Subtitled "Hundreds of delicious recipes for you from his seven dining rooms," "Liberace Cooks!" is liberally studded with color photographs of the pianist at home. Yes, he did have a red chandelier and what looks to be a Venetian fresco in his TV-watching dining room. And yes, he did have piano keys painted on the hood over his outdoor grill – you knew he would.
But the book is more than an exercise in camp. It is actually fairly sophisticated, at least for its time. Remember, this was back before the American culinary revolution, and certainly before an illustrated cookbook became a necessary accessory for every B-list celebrity.
The food ranges from the kinds of things fashionable ladies would serve at buffet brunches, such as turkey salad and chicken livers with bacon, to outdoorsy hamburgers and a full assortment of kebabs and satays – things his contemporary James Beard would have referred to as "real men's dishes!".

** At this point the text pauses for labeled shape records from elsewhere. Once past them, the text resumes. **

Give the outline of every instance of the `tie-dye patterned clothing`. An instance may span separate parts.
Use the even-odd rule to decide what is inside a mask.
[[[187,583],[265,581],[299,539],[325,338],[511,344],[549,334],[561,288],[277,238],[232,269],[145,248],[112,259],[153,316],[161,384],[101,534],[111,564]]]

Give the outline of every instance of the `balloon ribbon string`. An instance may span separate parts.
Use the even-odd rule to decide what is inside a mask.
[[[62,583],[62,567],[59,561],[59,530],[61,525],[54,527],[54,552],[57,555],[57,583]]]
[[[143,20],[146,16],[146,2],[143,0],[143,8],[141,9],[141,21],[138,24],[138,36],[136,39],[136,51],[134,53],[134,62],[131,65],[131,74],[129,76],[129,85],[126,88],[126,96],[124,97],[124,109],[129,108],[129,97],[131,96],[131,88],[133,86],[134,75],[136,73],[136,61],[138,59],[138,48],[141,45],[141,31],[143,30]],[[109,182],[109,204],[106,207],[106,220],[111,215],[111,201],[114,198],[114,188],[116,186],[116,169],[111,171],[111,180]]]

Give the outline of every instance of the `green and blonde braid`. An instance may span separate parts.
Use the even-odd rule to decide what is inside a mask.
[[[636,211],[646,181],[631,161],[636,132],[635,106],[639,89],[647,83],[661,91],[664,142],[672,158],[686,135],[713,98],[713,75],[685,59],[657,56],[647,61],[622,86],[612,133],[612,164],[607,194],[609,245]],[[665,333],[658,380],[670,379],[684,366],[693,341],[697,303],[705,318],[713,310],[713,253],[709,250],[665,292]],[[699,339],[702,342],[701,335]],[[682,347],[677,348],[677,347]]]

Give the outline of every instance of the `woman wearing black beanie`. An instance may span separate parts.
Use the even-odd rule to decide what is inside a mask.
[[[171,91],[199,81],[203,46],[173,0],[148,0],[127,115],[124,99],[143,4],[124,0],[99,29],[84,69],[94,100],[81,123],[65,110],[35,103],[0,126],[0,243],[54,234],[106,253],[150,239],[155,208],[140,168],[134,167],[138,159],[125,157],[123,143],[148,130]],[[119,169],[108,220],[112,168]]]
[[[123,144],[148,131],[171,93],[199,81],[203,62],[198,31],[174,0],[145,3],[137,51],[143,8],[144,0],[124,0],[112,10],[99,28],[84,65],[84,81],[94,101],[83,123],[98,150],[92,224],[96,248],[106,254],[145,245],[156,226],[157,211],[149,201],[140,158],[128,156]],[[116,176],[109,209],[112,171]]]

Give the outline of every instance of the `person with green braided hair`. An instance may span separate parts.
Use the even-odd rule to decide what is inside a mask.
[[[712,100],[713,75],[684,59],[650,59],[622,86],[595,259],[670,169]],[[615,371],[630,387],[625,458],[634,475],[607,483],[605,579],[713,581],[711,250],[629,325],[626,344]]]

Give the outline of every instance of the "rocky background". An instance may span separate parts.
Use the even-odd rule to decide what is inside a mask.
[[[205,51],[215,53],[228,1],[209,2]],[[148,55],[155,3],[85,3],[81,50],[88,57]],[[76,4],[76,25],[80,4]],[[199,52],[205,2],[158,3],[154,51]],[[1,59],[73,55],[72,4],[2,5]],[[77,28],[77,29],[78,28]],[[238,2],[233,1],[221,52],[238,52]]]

Maybe the most interesting recipes are the very traditional-sounding Polish dishes he might have learned from his mother – stuffed cabbage rolls, sauerkraut casserole and paczki. And a connoisseur of cookbooks of that era will notice that there is hardly a can of soup used as a sauce-making shortcut.
So just in case you want to have a little dinner party around "Behind the Candelabra" – in your TV-watching dining room, of course – here's Liberace's recipe for Russian Salad (untested).
3 cups diced cooked beef, veal, or chicken
1/2 cup diced cooked ham
1/2 cup cooked diced beets
1 cup diced, peeled, cooked potatoes
1/2 cup diced pickles
1 cucumber, peeled and diced
2 hard-cooked eggs, cup up
2 tablespoons chopped olives
1 cup kidney beans
1 cup sauerkraut
1/2 cup French dressing
1/2 teaspoon mustard
Use as many of the ingredients as possible. Do not omit the beets, potatoes or pickles. Mix all of the vegetables together with the meat. Mix the French dressing with mustard and pour over the salad. Toss thoroughly but gently.